The Possibility of Unfitness

76 The emphasised passages in the evidence set out above establish that Dr Nielssen entertained some doubt in relation to the appellant’s fitness for trial, a doubt that may have been resolved by information from the appellant’s representative at trial. Neither Dr Nielssen nor this Court have access to that information. Whilst that is an unsatisfactory feature of the appeal, it does not entitle this Court to draw the inference that there was no inadequacy in the appellant’s instructions.

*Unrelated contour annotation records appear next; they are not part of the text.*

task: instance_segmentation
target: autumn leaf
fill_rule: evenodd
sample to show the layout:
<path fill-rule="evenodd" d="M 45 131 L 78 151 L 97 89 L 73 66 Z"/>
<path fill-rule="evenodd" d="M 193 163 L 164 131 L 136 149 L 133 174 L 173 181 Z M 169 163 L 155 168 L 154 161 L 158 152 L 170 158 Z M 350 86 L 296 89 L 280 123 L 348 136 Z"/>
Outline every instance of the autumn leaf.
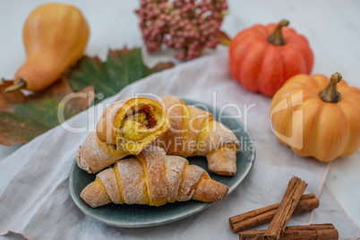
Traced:
<path fill-rule="evenodd" d="M 11 84 L 9 81 L 0 82 L 0 143 L 7 146 L 26 143 L 59 124 L 59 103 L 64 96 L 73 92 L 64 79 L 28 97 L 21 91 L 5 93 L 4 89 Z M 93 86 L 88 86 L 81 91 L 93 92 Z M 93 99 L 72 99 L 66 103 L 64 117 L 72 117 L 89 107 L 89 103 L 92 101 Z"/>
<path fill-rule="evenodd" d="M 0 144 L 26 143 L 59 124 L 59 103 L 71 93 L 84 92 L 88 97 L 72 98 L 67 101 L 64 119 L 89 107 L 96 96 L 93 92 L 102 93 L 103 99 L 108 98 L 126 85 L 173 65 L 172 63 L 159 63 L 150 69 L 142 62 L 141 48 L 124 48 L 110 50 L 105 62 L 97 56 L 84 56 L 55 84 L 30 96 L 20 91 L 5 93 L 4 89 L 12 82 L 1 81 Z M 95 99 L 95 103 L 99 101 Z"/>

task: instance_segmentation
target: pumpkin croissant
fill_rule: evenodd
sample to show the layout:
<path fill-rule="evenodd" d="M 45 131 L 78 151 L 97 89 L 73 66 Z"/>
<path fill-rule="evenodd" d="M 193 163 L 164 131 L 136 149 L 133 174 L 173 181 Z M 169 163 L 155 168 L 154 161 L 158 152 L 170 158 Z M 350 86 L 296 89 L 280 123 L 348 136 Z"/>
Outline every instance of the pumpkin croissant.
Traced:
<path fill-rule="evenodd" d="M 81 196 L 92 208 L 110 202 L 160 206 L 191 199 L 219 201 L 227 191 L 227 186 L 212 180 L 201 167 L 149 146 L 139 155 L 99 173 Z"/>
<path fill-rule="evenodd" d="M 168 116 L 157 101 L 133 98 L 107 107 L 77 154 L 80 168 L 98 173 L 117 159 L 140 153 L 168 128 Z"/>
<path fill-rule="evenodd" d="M 196 107 L 185 105 L 175 96 L 159 100 L 170 118 L 169 129 L 152 142 L 169 155 L 206 156 L 209 171 L 224 176 L 236 173 L 239 142 L 227 127 L 214 121 L 213 116 Z"/>

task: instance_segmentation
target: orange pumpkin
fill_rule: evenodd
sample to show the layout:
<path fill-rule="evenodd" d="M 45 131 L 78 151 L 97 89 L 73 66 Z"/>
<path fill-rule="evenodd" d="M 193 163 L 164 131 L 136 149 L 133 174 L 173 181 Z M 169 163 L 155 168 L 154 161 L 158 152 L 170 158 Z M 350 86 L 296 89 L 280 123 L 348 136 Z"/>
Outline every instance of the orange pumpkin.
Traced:
<path fill-rule="evenodd" d="M 274 95 L 270 120 L 278 140 L 299 156 L 331 161 L 360 148 L 360 90 L 336 73 L 299 74 Z"/>
<path fill-rule="evenodd" d="M 231 76 L 252 91 L 272 97 L 292 76 L 310 74 L 313 55 L 306 39 L 294 29 L 254 25 L 239 32 L 230 43 Z"/>
<path fill-rule="evenodd" d="M 82 56 L 89 25 L 75 6 L 45 4 L 34 9 L 22 30 L 26 62 L 14 75 L 7 92 L 19 89 L 42 90 Z"/>

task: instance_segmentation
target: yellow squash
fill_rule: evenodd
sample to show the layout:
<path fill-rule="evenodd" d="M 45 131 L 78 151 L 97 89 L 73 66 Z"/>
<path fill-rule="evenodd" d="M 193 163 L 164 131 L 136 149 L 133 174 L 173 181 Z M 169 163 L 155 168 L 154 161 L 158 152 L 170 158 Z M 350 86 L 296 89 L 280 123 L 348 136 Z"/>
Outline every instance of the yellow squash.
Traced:
<path fill-rule="evenodd" d="M 274 95 L 271 124 L 278 140 L 300 156 L 330 161 L 360 147 L 360 90 L 336 73 L 299 74 Z"/>
<path fill-rule="evenodd" d="M 45 4 L 33 10 L 22 30 L 26 62 L 6 89 L 42 90 L 82 56 L 89 26 L 81 12 L 69 4 Z"/>

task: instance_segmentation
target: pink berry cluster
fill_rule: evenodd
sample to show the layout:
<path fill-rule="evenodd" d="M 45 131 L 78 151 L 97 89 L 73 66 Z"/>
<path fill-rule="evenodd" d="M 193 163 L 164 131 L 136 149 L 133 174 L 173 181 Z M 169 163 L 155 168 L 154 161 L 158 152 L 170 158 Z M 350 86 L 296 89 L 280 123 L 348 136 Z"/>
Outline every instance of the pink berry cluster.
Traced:
<path fill-rule="evenodd" d="M 191 60 L 204 47 L 220 42 L 219 28 L 226 0 L 141 0 L 135 13 L 148 52 L 160 51 L 162 44 L 179 50 L 175 57 Z"/>

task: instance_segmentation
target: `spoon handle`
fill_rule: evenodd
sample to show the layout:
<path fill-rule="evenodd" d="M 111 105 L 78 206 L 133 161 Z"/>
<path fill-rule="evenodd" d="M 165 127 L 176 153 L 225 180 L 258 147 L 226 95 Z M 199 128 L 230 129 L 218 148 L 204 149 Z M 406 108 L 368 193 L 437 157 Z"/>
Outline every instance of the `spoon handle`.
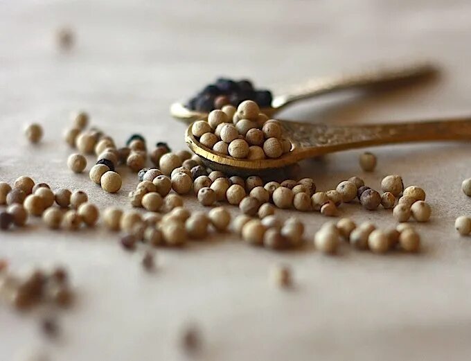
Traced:
<path fill-rule="evenodd" d="M 314 79 L 288 94 L 276 96 L 275 108 L 285 107 L 296 100 L 328 94 L 337 90 L 373 87 L 393 85 L 431 75 L 436 69 L 429 63 L 415 63 L 397 68 L 377 68 L 357 74 Z"/>
<path fill-rule="evenodd" d="M 407 142 L 470 141 L 471 116 L 435 121 L 329 126 L 286 122 L 294 150 L 301 157 L 357 148 Z"/>

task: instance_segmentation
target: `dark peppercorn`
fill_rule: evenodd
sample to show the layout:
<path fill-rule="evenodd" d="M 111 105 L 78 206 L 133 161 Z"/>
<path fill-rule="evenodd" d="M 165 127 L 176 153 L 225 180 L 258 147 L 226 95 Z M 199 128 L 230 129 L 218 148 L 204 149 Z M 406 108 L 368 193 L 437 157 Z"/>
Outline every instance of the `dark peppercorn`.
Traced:
<path fill-rule="evenodd" d="M 368 187 L 368 186 L 363 186 L 358 188 L 358 191 L 357 191 L 357 197 L 358 197 L 359 200 L 362 197 L 362 194 L 363 194 L 363 192 L 364 192 L 367 189 L 371 189 L 371 187 Z"/>
<path fill-rule="evenodd" d="M 255 101 L 261 108 L 272 106 L 273 96 L 269 90 L 259 90 L 256 92 Z"/>
<path fill-rule="evenodd" d="M 96 164 L 105 164 L 112 172 L 114 172 L 114 164 L 113 164 L 113 162 L 109 159 L 98 159 L 98 161 L 97 161 Z"/>
<path fill-rule="evenodd" d="M 142 141 L 144 143 L 145 143 L 145 139 L 144 139 L 144 137 L 142 135 L 135 134 L 132 134 L 131 137 L 130 137 L 129 139 L 126 141 L 126 146 L 129 146 L 130 144 L 131 144 L 131 142 L 132 141 L 136 140 L 136 139 L 139 139 L 139 140 Z"/>
<path fill-rule="evenodd" d="M 193 181 L 201 175 L 208 175 L 208 172 L 203 166 L 196 166 L 191 168 L 191 177 Z"/>
<path fill-rule="evenodd" d="M 144 175 L 145 174 L 145 172 L 149 170 L 150 169 L 150 168 L 143 168 L 141 170 L 139 170 L 137 173 L 137 177 L 139 179 L 139 182 L 142 182 L 144 180 Z"/>
<path fill-rule="evenodd" d="M 381 203 L 381 195 L 374 189 L 366 189 L 362 193 L 359 202 L 366 209 L 373 211 Z"/>
<path fill-rule="evenodd" d="M 170 147 L 168 146 L 168 144 L 167 144 L 164 141 L 157 142 L 157 143 L 155 145 L 155 146 L 157 148 L 163 147 L 164 148 L 166 148 L 167 150 L 168 153 L 170 153 L 172 151 L 172 150 L 170 149 Z"/>
<path fill-rule="evenodd" d="M 13 215 L 7 212 L 0 212 L 0 229 L 8 229 L 13 223 Z"/>
<path fill-rule="evenodd" d="M 132 251 L 136 248 L 137 240 L 132 234 L 127 234 L 121 238 L 123 248 L 128 251 Z"/>

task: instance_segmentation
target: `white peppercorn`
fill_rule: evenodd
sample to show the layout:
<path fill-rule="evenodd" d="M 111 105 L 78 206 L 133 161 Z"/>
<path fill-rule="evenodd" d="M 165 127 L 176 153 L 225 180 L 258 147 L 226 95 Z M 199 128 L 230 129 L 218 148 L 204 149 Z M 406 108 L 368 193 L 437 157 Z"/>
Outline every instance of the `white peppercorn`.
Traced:
<path fill-rule="evenodd" d="M 244 225 L 245 225 L 245 224 L 251 219 L 252 218 L 251 217 L 246 214 L 240 214 L 236 217 L 234 220 L 232 222 L 232 230 L 239 236 L 241 236 Z"/>
<path fill-rule="evenodd" d="M 368 211 L 374 211 L 381 204 L 381 195 L 374 189 L 366 189 L 362 193 L 359 202 Z"/>
<path fill-rule="evenodd" d="M 174 153 L 166 153 L 160 157 L 159 168 L 165 175 L 170 175 L 172 170 L 181 166 L 181 159 Z"/>
<path fill-rule="evenodd" d="M 269 138 L 263 143 L 263 151 L 269 158 L 279 158 L 283 150 L 283 145 L 277 138 Z"/>
<path fill-rule="evenodd" d="M 260 201 L 254 197 L 245 197 L 240 201 L 239 209 L 244 214 L 254 216 L 257 214 L 260 208 Z"/>
<path fill-rule="evenodd" d="M 94 183 L 100 184 L 100 182 L 101 182 L 101 177 L 108 170 L 109 170 L 109 168 L 105 164 L 95 164 L 90 169 L 89 177 Z"/>
<path fill-rule="evenodd" d="M 321 207 L 329 201 L 329 197 L 324 192 L 316 192 L 311 197 L 311 206 L 314 211 L 320 211 Z"/>
<path fill-rule="evenodd" d="M 293 192 L 289 188 L 279 186 L 273 192 L 273 202 L 278 208 L 289 209 L 293 204 Z"/>
<path fill-rule="evenodd" d="M 385 253 L 389 249 L 389 240 L 386 233 L 375 229 L 368 237 L 368 246 L 374 253 Z"/>
<path fill-rule="evenodd" d="M 54 193 L 55 202 L 62 208 L 67 208 L 71 204 L 71 194 L 72 193 L 69 189 L 57 189 Z M 87 202 L 87 200 L 85 200 L 85 202 Z"/>
<path fill-rule="evenodd" d="M 54 195 L 53 191 L 48 188 L 38 188 L 34 194 L 42 198 L 44 209 L 49 208 L 54 204 L 55 196 Z"/>
<path fill-rule="evenodd" d="M 26 175 L 22 175 L 17 178 L 13 184 L 14 188 L 19 188 L 23 191 L 26 195 L 33 193 L 33 187 L 35 186 L 35 182 Z"/>
<path fill-rule="evenodd" d="M 167 245 L 181 247 L 186 243 L 186 230 L 181 222 L 168 222 L 162 226 L 161 231 Z"/>
<path fill-rule="evenodd" d="M 96 138 L 89 132 L 80 133 L 75 138 L 75 146 L 84 154 L 92 154 L 96 144 Z"/>
<path fill-rule="evenodd" d="M 183 200 L 177 194 L 168 194 L 163 198 L 163 209 L 164 212 L 170 212 L 174 208 L 183 206 Z"/>
<path fill-rule="evenodd" d="M 213 208 L 208 213 L 213 227 L 219 232 L 224 232 L 231 222 L 231 213 L 224 207 Z"/>
<path fill-rule="evenodd" d="M 82 225 L 82 218 L 76 211 L 67 211 L 62 217 L 62 227 L 69 231 L 76 231 Z"/>
<path fill-rule="evenodd" d="M 399 204 L 393 209 L 393 215 L 398 222 L 407 222 L 411 216 L 411 209 L 405 204 Z"/>
<path fill-rule="evenodd" d="M 245 190 L 238 184 L 233 184 L 227 188 L 226 198 L 229 204 L 238 205 L 245 197 Z"/>
<path fill-rule="evenodd" d="M 123 211 L 119 208 L 107 208 L 103 213 L 103 220 L 105 221 L 105 225 L 110 231 L 118 231 L 121 227 L 120 223 L 122 216 Z"/>
<path fill-rule="evenodd" d="M 172 189 L 172 181 L 166 175 L 159 175 L 154 179 L 152 184 L 155 186 L 155 191 L 162 197 L 165 197 Z"/>
<path fill-rule="evenodd" d="M 237 114 L 241 119 L 256 121 L 258 117 L 258 113 L 260 113 L 260 108 L 253 100 L 244 100 L 237 107 Z"/>
<path fill-rule="evenodd" d="M 365 152 L 359 156 L 359 166 L 365 172 L 373 172 L 376 168 L 376 156 Z"/>
<path fill-rule="evenodd" d="M 381 181 L 381 189 L 383 192 L 390 192 L 394 197 L 398 197 L 404 189 L 402 177 L 397 175 L 386 175 Z"/>
<path fill-rule="evenodd" d="M 0 182 L 0 204 L 6 204 L 6 196 L 11 190 L 10 184 Z"/>
<path fill-rule="evenodd" d="M 471 178 L 468 178 L 461 183 L 461 190 L 468 197 L 471 197 Z"/>
<path fill-rule="evenodd" d="M 198 191 L 197 198 L 203 206 L 212 206 L 216 202 L 216 193 L 209 187 L 204 187 Z"/>
<path fill-rule="evenodd" d="M 394 206 L 396 197 L 391 192 L 384 192 L 381 195 L 381 205 L 385 209 L 389 209 Z"/>
<path fill-rule="evenodd" d="M 197 195 L 198 192 L 202 188 L 204 187 L 210 187 L 213 184 L 213 181 L 209 178 L 209 177 L 206 175 L 200 175 L 197 178 L 195 179 L 195 182 L 193 182 L 193 191 L 195 192 L 195 195 Z M 214 188 L 212 188 L 213 191 L 216 191 Z M 216 193 L 216 197 L 217 197 L 217 193 Z M 223 199 L 226 198 L 226 193 L 224 193 L 224 197 Z"/>
<path fill-rule="evenodd" d="M 208 133 L 211 131 L 211 125 L 206 121 L 197 121 L 191 127 L 191 132 L 197 138 L 199 138 L 204 133 Z"/>
<path fill-rule="evenodd" d="M 311 197 L 307 193 L 300 192 L 294 195 L 293 205 L 298 211 L 306 212 L 311 210 Z"/>
<path fill-rule="evenodd" d="M 359 177 L 357 177 L 356 175 L 354 175 L 353 177 L 348 178 L 348 181 L 353 183 L 353 184 L 355 184 L 357 186 L 357 188 L 362 187 L 365 185 L 364 181 Z"/>
<path fill-rule="evenodd" d="M 194 239 L 204 238 L 208 235 L 209 218 L 202 212 L 193 213 L 185 222 L 188 236 Z"/>
<path fill-rule="evenodd" d="M 263 236 L 266 231 L 265 227 L 258 220 L 251 220 L 242 229 L 242 239 L 255 245 L 263 244 Z"/>
<path fill-rule="evenodd" d="M 229 154 L 229 145 L 225 141 L 219 141 L 213 146 L 213 150 L 216 153 L 227 155 Z"/>
<path fill-rule="evenodd" d="M 327 217 L 335 217 L 337 214 L 337 206 L 331 200 L 327 201 L 321 206 L 321 214 Z"/>
<path fill-rule="evenodd" d="M 41 215 L 44 211 L 44 201 L 39 195 L 30 194 L 24 200 L 24 208 L 32 215 Z"/>
<path fill-rule="evenodd" d="M 172 188 L 178 194 L 186 194 L 193 185 L 191 177 L 184 173 L 175 175 L 172 179 Z"/>
<path fill-rule="evenodd" d="M 26 138 L 31 143 L 37 143 L 42 138 L 42 127 L 36 123 L 28 124 L 24 130 Z"/>
<path fill-rule="evenodd" d="M 83 222 L 89 227 L 94 227 L 100 216 L 98 207 L 91 203 L 82 203 L 77 209 L 77 213 L 82 218 Z"/>
<path fill-rule="evenodd" d="M 278 231 L 281 231 L 281 228 L 283 226 L 283 222 L 281 222 L 281 220 L 274 215 L 267 215 L 262 218 L 260 222 L 262 222 L 262 224 L 263 224 L 267 229 L 270 228 L 275 228 Z M 291 237 L 291 233 L 292 232 L 295 234 L 295 236 L 299 236 L 299 229 L 296 227 L 290 226 L 289 228 L 290 231 L 287 232 L 287 229 L 285 229 L 285 233 L 290 233 L 290 234 L 287 235 L 290 236 L 290 238 Z M 302 234 L 301 236 L 302 236 Z"/>
<path fill-rule="evenodd" d="M 339 183 L 336 191 L 340 193 L 341 201 L 345 203 L 352 202 L 357 197 L 357 186 L 350 181 L 344 181 Z M 329 195 L 327 195 L 328 197 Z M 332 200 L 332 202 L 335 202 Z"/>
<path fill-rule="evenodd" d="M 71 195 L 69 200 L 71 206 L 74 209 L 77 209 L 82 203 L 85 203 L 88 201 L 88 195 L 87 195 L 85 192 L 82 192 L 82 191 L 75 191 Z"/>
<path fill-rule="evenodd" d="M 42 220 L 51 229 L 58 229 L 62 223 L 62 212 L 58 208 L 49 208 L 42 214 Z"/>
<path fill-rule="evenodd" d="M 276 265 L 270 267 L 270 282 L 276 287 L 290 287 L 292 284 L 291 273 L 291 270 L 287 266 Z"/>
<path fill-rule="evenodd" d="M 454 228 L 461 236 L 468 236 L 471 233 L 471 218 L 460 215 L 454 221 Z"/>
<path fill-rule="evenodd" d="M 142 197 L 142 206 L 151 212 L 157 212 L 162 206 L 162 196 L 157 192 L 150 192 Z"/>
<path fill-rule="evenodd" d="M 399 245 L 407 252 L 416 252 L 420 247 L 420 236 L 414 229 L 405 229 L 399 236 Z"/>
<path fill-rule="evenodd" d="M 427 222 L 430 219 L 430 206 L 423 200 L 418 200 L 411 206 L 412 217 L 417 222 Z"/>
<path fill-rule="evenodd" d="M 333 254 L 339 245 L 339 235 L 336 232 L 326 229 L 321 229 L 314 236 L 314 245 L 316 249 L 319 249 L 326 254 Z"/>
<path fill-rule="evenodd" d="M 229 123 L 229 121 L 227 114 L 222 110 L 213 110 L 208 115 L 208 123 L 213 129 L 216 129 L 217 125 L 223 123 Z"/>
<path fill-rule="evenodd" d="M 425 192 L 416 186 L 409 186 L 402 192 L 404 197 L 411 197 L 416 200 L 425 200 Z"/>
<path fill-rule="evenodd" d="M 123 181 L 119 174 L 109 170 L 101 176 L 100 184 L 103 191 L 109 193 L 115 193 L 121 188 Z"/>
<path fill-rule="evenodd" d="M 341 218 L 337 222 L 337 229 L 340 236 L 346 240 L 350 238 L 350 235 L 355 228 L 357 228 L 357 224 L 350 218 Z"/>
<path fill-rule="evenodd" d="M 255 127 L 250 129 L 245 134 L 245 140 L 250 146 L 262 146 L 265 140 L 263 132 Z"/>
<path fill-rule="evenodd" d="M 275 207 L 270 203 L 263 203 L 260 206 L 258 214 L 258 218 L 260 219 L 263 219 L 268 215 L 273 215 L 275 214 Z"/>

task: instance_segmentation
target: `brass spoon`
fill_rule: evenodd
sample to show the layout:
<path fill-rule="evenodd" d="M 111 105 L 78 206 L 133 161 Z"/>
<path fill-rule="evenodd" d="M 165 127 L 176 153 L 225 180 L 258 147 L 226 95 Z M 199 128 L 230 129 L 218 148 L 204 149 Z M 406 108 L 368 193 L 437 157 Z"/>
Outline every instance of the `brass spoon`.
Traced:
<path fill-rule="evenodd" d="M 299 87 L 291 94 L 275 96 L 272 101 L 271 107 L 260 110 L 272 117 L 276 112 L 298 100 L 339 90 L 393 85 L 408 80 L 419 80 L 436 72 L 436 69 L 432 64 L 418 62 L 397 68 L 377 68 L 357 74 L 314 79 Z M 172 104 L 170 114 L 174 118 L 188 123 L 208 116 L 207 113 L 187 108 L 182 103 Z"/>
<path fill-rule="evenodd" d="M 351 126 L 279 121 L 292 148 L 274 159 L 238 159 L 217 154 L 195 138 L 191 132 L 193 123 L 186 130 L 185 140 L 213 170 L 245 176 L 269 173 L 301 159 L 339 150 L 406 142 L 471 140 L 471 117 Z"/>

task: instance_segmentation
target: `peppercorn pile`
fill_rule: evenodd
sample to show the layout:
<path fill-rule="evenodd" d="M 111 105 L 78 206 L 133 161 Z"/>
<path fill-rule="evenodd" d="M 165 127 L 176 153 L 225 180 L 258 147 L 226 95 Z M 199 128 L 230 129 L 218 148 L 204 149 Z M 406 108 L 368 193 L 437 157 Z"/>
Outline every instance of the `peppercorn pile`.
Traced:
<path fill-rule="evenodd" d="M 262 107 L 268 107 L 272 106 L 272 100 L 269 90 L 256 89 L 249 80 L 220 78 L 191 98 L 186 107 L 191 110 L 209 112 L 229 104 L 237 107 L 244 100 L 254 100 Z"/>
<path fill-rule="evenodd" d="M 225 105 L 209 113 L 208 121 L 195 122 L 191 132 L 202 145 L 220 155 L 249 160 L 278 158 L 291 150 L 291 143 L 283 138 L 280 123 L 260 112 L 251 100 L 237 109 Z"/>

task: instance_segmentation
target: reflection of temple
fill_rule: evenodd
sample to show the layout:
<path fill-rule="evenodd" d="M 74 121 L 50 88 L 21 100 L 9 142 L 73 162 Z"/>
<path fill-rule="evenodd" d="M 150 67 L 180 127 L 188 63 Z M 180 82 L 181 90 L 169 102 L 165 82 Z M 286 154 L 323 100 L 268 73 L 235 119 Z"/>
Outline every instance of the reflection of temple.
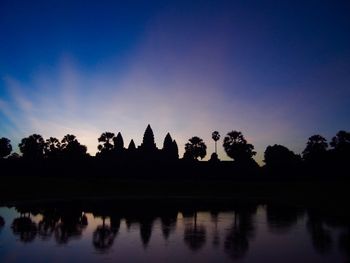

77 Moreover, the Court was informed that the appellant was given direct access to counsel and that no instructing solicitor was made available to counsel in the course of the trial. The demands on counsel may well have resulted in less than optimal communication with the appellant throughout the trial, and the appellant’s capacity to appear to function relatively normally, despite his cognitive deficits, may have obscured real gaps in the appellant’s understanding of the proceedings.

78 Dr Rowe remained unshaken in his view that the appellant was unfit. I acknowledge that his evidence on this issue carried less weight than Dr Nielssen’s, yet at the end of the day, the Court was left with one firm opinion and another recognising the possibility of unfitness.

79 Accordingly, I am not persuaded that a reasonable tribunal must have found the appellant fit, were the matter to be canvassed in full. I am far from persuaded that the appellant was unfit for trial in late 2006, but that is not the test. There remains the possibility that a tribunal, acting reasonably, could have taken a different view.

80 Ground 2 of the appeal has been made out. It is therefore unnecessary to consider Ground 1.

81 The orders I propose are :-

      1. Appeal allowed.

2. Conviction quashed and new trial ordered.